I have the 12.3" TT front and 9.1" rear rotors on my GTI VR6.
Do you think DS2500 in front and Hawk HPS in the rear is a good combo to balance out the brake bias and be suitable for track days? DS2500 is supposed to be quieter than Hawk HP+ and it looks like DS2000 is hard to get.


----------



## Racer_X (Jul 14, 2002)

*Re: ferodo ds2000 (phatvw)*


_Quote, originally posted by *phatvw* »_I have the 12.3" TT front and 9.1" rear rotors on my GTI VR6.
Do you think DS2500 in front and Hawk HPS in the rear is a good combo to balance out the brake bias and be suitable for track days? DS2500 is supposed to be quieter than Hawk HP+ and it looks like DS2000 is hard to get.

That should be a good setup. Which tracks (not that I am likely to know much about tracks in your area). DS-2500 is good on tracks that are easy to mild on brakes. 
On tracks that are particularly hard on brakes (two or more braking applications per lap from over 100mph to well under 50mph, with lap times under 2 minutes), you can experience some fade with DS-2500 if you push it really hard. The larger front rotors should help with that, but you should be aware of that.


----------



## phatvw (Aug 29, 2001)

*Re: ferodo ds2000 (Racer_X)*


_Quote, originally posted by *Racer_X* »_
That should be a good setup. Which tracks (not that I am likely to know much about tracks in your area). DS-2500 is good on tracks that are easy to mild on brakes. 
On tracks that are particularly hard on brakes (two or more braking applications per lap from over 100mph to well under 50mph, with lap times under 2 minutes), you can experience some fade with DS-2500 if you push it really hard. The larger front rotors should help with that, but you should be aware of that. 

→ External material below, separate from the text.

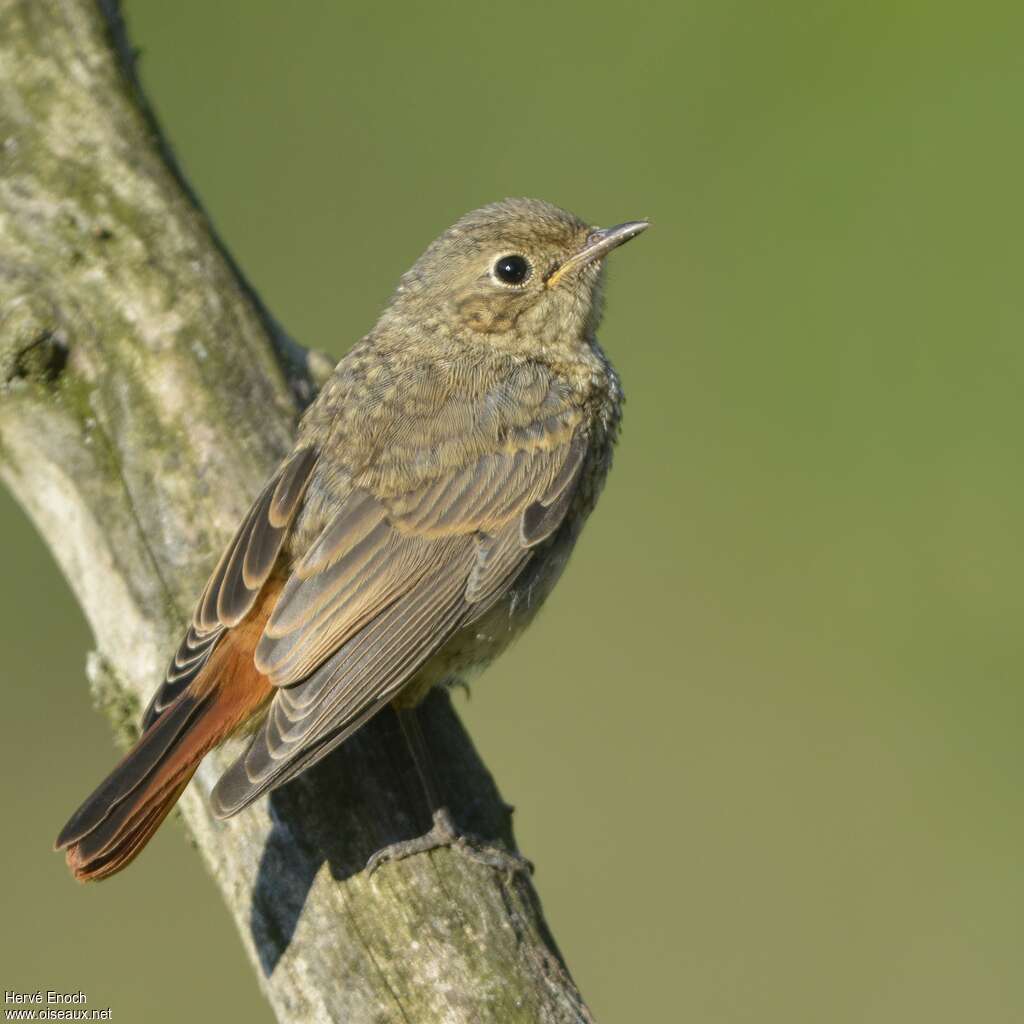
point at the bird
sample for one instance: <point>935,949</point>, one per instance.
<point>436,486</point>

It is http://www.pacificraceways.com/trackspecs.html








There is only one major straight which is about 120MPH down to 40MPH for my car. Last time I was there with completely stock brakes and pads and I had major brake fade after 2 or 3 laps. I think the track is about 2.25 miles so it probably takes about 2 minutes to run assuming an average of 60-70mph? I don't know what my average speed would be.
I am hoping the larger fronts will help manage some of the heat. I am also going to upgrae to ATE super blue because I think I probably experienced some fluid fade along with pad fade last time.

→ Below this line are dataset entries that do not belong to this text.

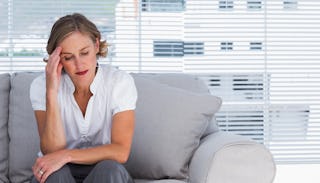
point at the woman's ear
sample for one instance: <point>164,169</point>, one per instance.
<point>97,45</point>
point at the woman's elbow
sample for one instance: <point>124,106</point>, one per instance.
<point>123,156</point>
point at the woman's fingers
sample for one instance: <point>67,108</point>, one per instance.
<point>54,58</point>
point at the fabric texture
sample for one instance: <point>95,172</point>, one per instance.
<point>169,125</point>
<point>225,157</point>
<point>113,91</point>
<point>23,133</point>
<point>104,171</point>
<point>4,139</point>
<point>187,82</point>
<point>159,181</point>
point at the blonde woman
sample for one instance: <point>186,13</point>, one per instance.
<point>84,111</point>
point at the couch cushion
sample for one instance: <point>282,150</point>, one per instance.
<point>158,181</point>
<point>23,133</point>
<point>4,139</point>
<point>187,82</point>
<point>169,124</point>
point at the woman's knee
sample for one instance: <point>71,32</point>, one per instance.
<point>60,176</point>
<point>109,171</point>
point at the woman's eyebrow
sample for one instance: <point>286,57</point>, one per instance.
<point>72,53</point>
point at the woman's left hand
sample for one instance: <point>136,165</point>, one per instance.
<point>46,165</point>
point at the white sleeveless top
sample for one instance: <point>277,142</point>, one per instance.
<point>113,91</point>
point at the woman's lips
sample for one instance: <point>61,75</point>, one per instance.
<point>82,72</point>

Wow... I should probably start another thread on this, eh?


----------



## phatvw (Aug 29, 2001)

*Re: ferodo ds2000 (phatvw)*

I just ordered Ferodo DS2500 (front) and Hawk HPS (rear) for my car. This should help balance out the rear brake bias issues. I also ordered the Tyrolsport caliper bushing stiffener kit and ATE Typ 200 fluid.
Can't wait for better brakes!


----------



## M this 1! (May 17, 2000)

*Re: ferodo ds2000 (phatvw)*

if you're putting them on broken in rotors:
do 6-10stops from 30, medium pressure. allow cool down time in between. then do 2 stops HARD from 60ish with cool down in between. park car, let completely cool. you're ready to go.


----------



## phatvw (Aug 29, 2001)

*Re: ferodo ds2000 (M this 1!)*


_Quote, originally posted by *M this 1!* »_if you're putting them on broken in rotors:
do 6-10stops from 30, medium pressure. allow cool down time in between. then do 2 stops HARD from 60ish with cool down in between. park car, let completely cool. you're ready to go.

Yes these rotors have about 2000 miles on mintex reds so they are broken in. Should I even bother swirling them with sandpaper and cleaning them before I put on the new pads? Or will the bed-in procedure pretty much take care of everything?


----------



## M this 1! (May 17, 2000)

*Re: ferodo ds2000 (phatvw)*

bed in will take care of everything. if you had a groove, or lip, then resurface. seriously, just pop in the pads. buy some anti-squeel past from Autozone/Kragen for the back side of the pads. keeps them happy.


----------



## phatvw (Aug 29, 2001)

*Re: ferodo*


_Quote, originally posted by *M this 1!* »_if you're putting them on broken in rotors:
do 6-10stops from 30, medium pressure. allow cool down time in between. then do 2 stops HARD from 60ish with cool down in between. park car, let completely cool. you're ready to go.

Ok I did the bed in, let it cool for a couple hours and went for a test drive. The Ferodo DS2500 Front/Hawk HPS rear is much quieter than the Hawk HP+. Parking brake squeal is reduced compared to mintex. Good combo for performance/noise.
Only issue is that the right-front rotor is getting hotter than the left. I know its not the caliper pins sticking cause I just installed new ones and lubed them up real good. could the caliper piston itself sieze up? How can I test that? Braking is good although it might be pulling to the right just a little bit. I'm not sure.
Edit: asked hot rotor qustion in separated thread: http://forums.vwvortex.com/zerothread?id=1481763


_Modified by phatvw at 10:30 AM 7-7-2004_


----------